The characteristics described so far would make a great checklist for the initial design considerations for a sales process. They outline many of the core issues involved in marketing and selling problems, whether B2B or B2C.

Next week, I’ll deal with some issues that are unique to the B2B world.

Michael J. Webb
December 12, 2007                                                               
   
* I first learned about this concept from Hugh Macfarlane’s book “The Leakey Funnel> . Hugh calls it  the “Buyer’s Journey.” However, some people became confused when they assume it refers to the problems of purchasing agents or “buyers.” Thus I prefer to use the term “Customer’s Journey” because it conveys the broader meaning for individuals and for businesses.

Michael Webb

Michael Webb founded Sales Performance Consultants to create a data-driven alternative to the slogans and shallow impact offered by typical sales training, sales consulting, and CRM companies. Michael helped organize and delivered the keynote speeches for the first conferences ever held on applying Six Sigma to marketing and sales. Connect with me on LinkedIn.

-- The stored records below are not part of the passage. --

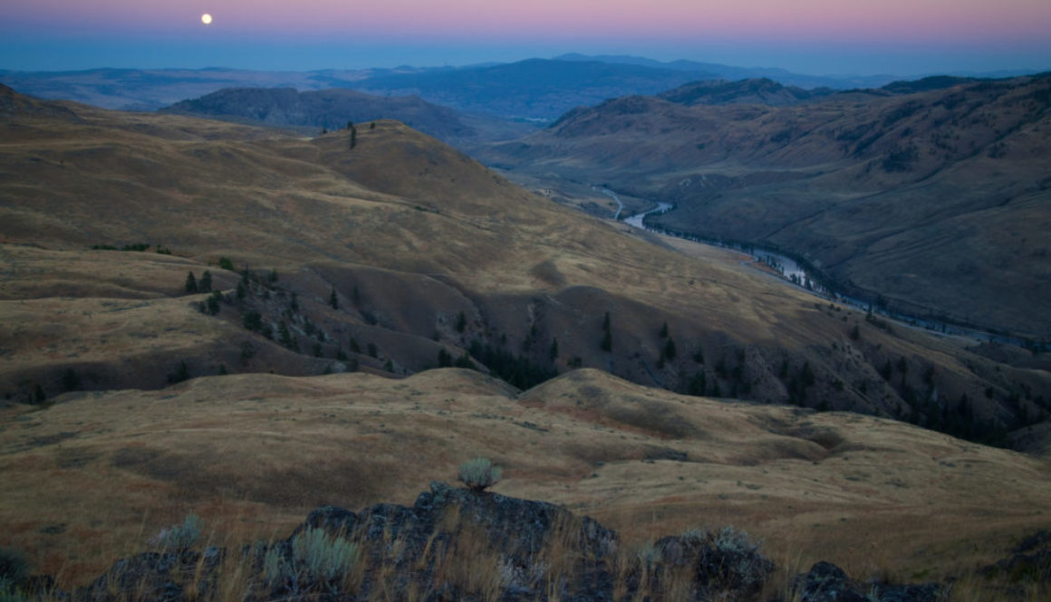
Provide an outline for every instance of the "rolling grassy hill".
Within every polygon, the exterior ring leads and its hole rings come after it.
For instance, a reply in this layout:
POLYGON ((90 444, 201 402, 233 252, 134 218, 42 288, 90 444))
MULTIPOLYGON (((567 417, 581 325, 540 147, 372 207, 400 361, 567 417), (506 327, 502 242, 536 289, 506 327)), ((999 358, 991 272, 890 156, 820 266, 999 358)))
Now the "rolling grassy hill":
POLYGON ((476 155, 539 186, 605 183, 675 203, 653 224, 782 249, 900 311, 1051 335, 1051 314, 1032 311, 1051 293, 1051 78, 809 100, 750 87, 617 99, 476 155), (791 104, 769 106, 780 102, 791 104))
POLYGON ((499 491, 640 544, 734 522, 859 575, 949 574, 1047 525, 1044 459, 861 415, 1007 442, 1046 418, 1045 371, 561 207, 397 122, 351 148, 0 92, 0 524, 70 582, 189 510, 268 538, 479 454, 499 491), (431 370, 451 362, 478 370, 431 370))
POLYGON ((225 88, 178 102, 161 112, 292 128, 311 136, 322 129, 345 128, 349 122, 393 119, 452 145, 507 140, 533 129, 523 123, 462 113, 417 97, 376 97, 341 88, 302 92, 225 88))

Click Here to Leave a Comment Below
Dale Underwood - December 15, 2007 Reply

Michael,
Great article but I see a possible problem in this logic. You stated that before we “pull the trigger” as business consumers we want to:

“1) You want to be satisfied that your problem (and its solution) is correctly identified
2) You want to be confident of your value judgments, including
A. How you and others you know will feel about the decision, and
B. Whether it is worth the asking price
3) You want to be confident that you have not missed anything important, that the chances of making a mistake are low
4) You want to be ready; the timing of the deal needs to make sense to you”

2.B is a problem because most B2B companies do not have a mechanism to provide the “asking price” without contacting sales…which they are reluctant to do during the research phase. It’s the classic chicken or the egg problem.

Dale

Michael Webb - December 16, 2007 Reply

Dale,
I’m affraid I don’t understand the problem you are trying to point out with the logic …

1) of course, B2B companies have to talk with the sales department to learn prices, and
2) they are reluctant to do during the research phase (because the sales department might make them uncomfortable). So, how does this change the situation? Someone who is buying something is still in the same position.

Buying and selling is the process by which people deal with conflicting interests. This means regardless of what you do, there will be things that one side or the other don’t like.

As far as I can tell, your chicken vs egg analogy confirms the logic of things rather than contradicting it. Am I missing something?